A Discovery About One of Elliott Erwitt’s Most Famous Photographs

To crop or not to crop?

May 25, 2024

Tags: Book Reports, Photography

There’s one simple but important piece of advice I learned from Eric Kim upon reading David Gibson’s Street Photographer’s Manual: “buy books, not gear.”

Not long after making an investment in a Canon EOS R8 earlier this year, I realized that I had acquired more than enough gear for doing meaningful work. Rather than continue to ogle cameras and lenses online, I’ve been trying to focus more on the art of photography. And looking at books is a great way to do that.

Yesterday on my stroll around town, I stopped into a local library and browsed its collection of photography books. As I scanned what was sitting on the shelf, one book caught my eye: Elliott Erwitt: Home Around the World (2016), which was the companion book to an exhibition by the same name that ran at the Harry Ransom Center at the University of Texas at Austin.

Elliott Erwitt, who passed away toward the end of last year, is one of my favorite photographers. More than anything else, Erwitt’s work reminds me not to take photography so seriously that I forget to have a sense of humor.

As I paged through that collection of Erwitt’s work, I came across one of his most famous photographs, which he took in New York in 1946. Erwitt depicts a tiny dog standing next to the feet of its owner from a ground-level perspective.

Small dog standing by woman, New York, 1946. Elliott Erwitt/Magnum Photos

I love seeing the contact sheets for celebrated images. I am always fascinated by how a photographer worked a subject to get one keeper image from a series of shots most of which were ultimately discarded. On the opposite page in the book before me was that very contact sheet.

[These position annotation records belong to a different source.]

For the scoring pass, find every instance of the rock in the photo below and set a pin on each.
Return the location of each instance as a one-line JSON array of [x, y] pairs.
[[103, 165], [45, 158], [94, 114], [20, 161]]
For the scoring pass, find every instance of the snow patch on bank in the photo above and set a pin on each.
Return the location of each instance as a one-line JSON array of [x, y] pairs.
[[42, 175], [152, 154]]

Contact sheet as seen on p. 64 of Elliott Erwitt: Home Around the World (2016). Elliott Erwitt

As the writer of the text accompanying the image pointed out, Erwitt was using a twin-lens Rolliflex at the time he took this series of photographs. That particular type of camera was well suited for that early phase of Erwitt’s career. He was still a youthful photographer who was not yet comfortable taking pictures of people, and his Rolliflex’s waist-level finder helped him approach people inconspicuously. In this particular case, it also enabled him to set his camera directly on the ground for the kind of shot that would have been nearly impossible to compose with an eye-level viewfinder.

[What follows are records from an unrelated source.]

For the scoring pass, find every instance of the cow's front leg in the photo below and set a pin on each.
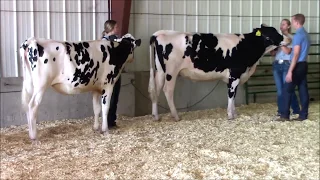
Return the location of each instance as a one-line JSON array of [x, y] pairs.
[[168, 89], [105, 102], [232, 91], [159, 81], [33, 113], [96, 109]]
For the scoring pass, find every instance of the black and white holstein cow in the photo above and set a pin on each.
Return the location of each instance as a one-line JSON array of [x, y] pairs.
[[231, 58], [73, 68]]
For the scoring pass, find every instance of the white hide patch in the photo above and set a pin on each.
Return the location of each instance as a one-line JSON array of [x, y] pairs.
[[199, 75], [227, 42], [234, 84]]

Erwitt’s famous photograph as he originally composed it and later edited it. Elliott Erwitt

But what struck me most was how that composition, one I’ve seen time and again, was actually quite a heavy crop of the original exposure. Shooting with perhaps the one and only lens he had with him, it seems Erwitt later saw a better composition in a far tighter crop than the wider square image he captured with his Rolleiflex TLR that day. On his contact sheet, he took what appears to have been a grease pencil and marked the crop of the final image he wanted.

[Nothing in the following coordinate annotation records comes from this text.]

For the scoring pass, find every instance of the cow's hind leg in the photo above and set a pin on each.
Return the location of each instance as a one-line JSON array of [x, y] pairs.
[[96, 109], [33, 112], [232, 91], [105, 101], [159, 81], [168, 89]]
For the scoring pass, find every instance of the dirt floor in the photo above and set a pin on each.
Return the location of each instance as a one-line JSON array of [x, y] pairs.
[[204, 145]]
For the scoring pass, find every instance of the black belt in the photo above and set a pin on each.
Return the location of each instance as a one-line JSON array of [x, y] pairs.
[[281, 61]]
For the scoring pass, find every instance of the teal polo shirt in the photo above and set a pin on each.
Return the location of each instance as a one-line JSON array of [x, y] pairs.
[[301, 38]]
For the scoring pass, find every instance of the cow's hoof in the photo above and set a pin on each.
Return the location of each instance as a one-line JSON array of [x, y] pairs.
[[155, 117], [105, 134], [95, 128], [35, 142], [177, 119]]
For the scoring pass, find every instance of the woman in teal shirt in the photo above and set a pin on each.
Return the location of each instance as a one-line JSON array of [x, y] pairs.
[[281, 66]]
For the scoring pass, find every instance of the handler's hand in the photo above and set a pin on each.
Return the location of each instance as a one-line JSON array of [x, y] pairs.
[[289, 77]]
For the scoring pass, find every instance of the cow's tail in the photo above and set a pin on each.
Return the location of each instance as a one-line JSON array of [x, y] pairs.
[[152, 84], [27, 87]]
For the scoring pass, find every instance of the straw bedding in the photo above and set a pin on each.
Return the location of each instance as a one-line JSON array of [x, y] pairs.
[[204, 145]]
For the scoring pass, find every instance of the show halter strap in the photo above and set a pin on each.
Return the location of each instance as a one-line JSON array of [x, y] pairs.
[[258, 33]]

I thought this was an interesting counterpoint to the approach of Henri Cartier-Bresson. As Clément Chéroux wrote in his short biography on HCB (pp. 109-111), he believed that the composition he made upon the instant of making an exposure was a record of the relationship between himself and his subject. He went to great and sometimes futile lengths to deter editors who might crop his images. He even stamped “PLEASE DO NOT CROP THIS PHOTOGRAPH” on the back of many of his prints.

I tend to lean toward Henri Cartier-Bresson’s approach and crop sparingly. I usually find that, when I come across a subject to photograph and take several shots, my first exposure is usually the one I end up keeping. That initial gut decision on how to frame a subject within the confines of a 3:2 image ratio is usually the one that appears best once I’m back home having a look at my work. Making more than a minor trim feels like cutting away part of an experience as I preserved it in a photograph.

But every now and again, I do find that, for whatever reason, a heavy crop is called for. Again, it’s not something I do often, but there are times when a particular area of an exposure is the natural focus of a photograph.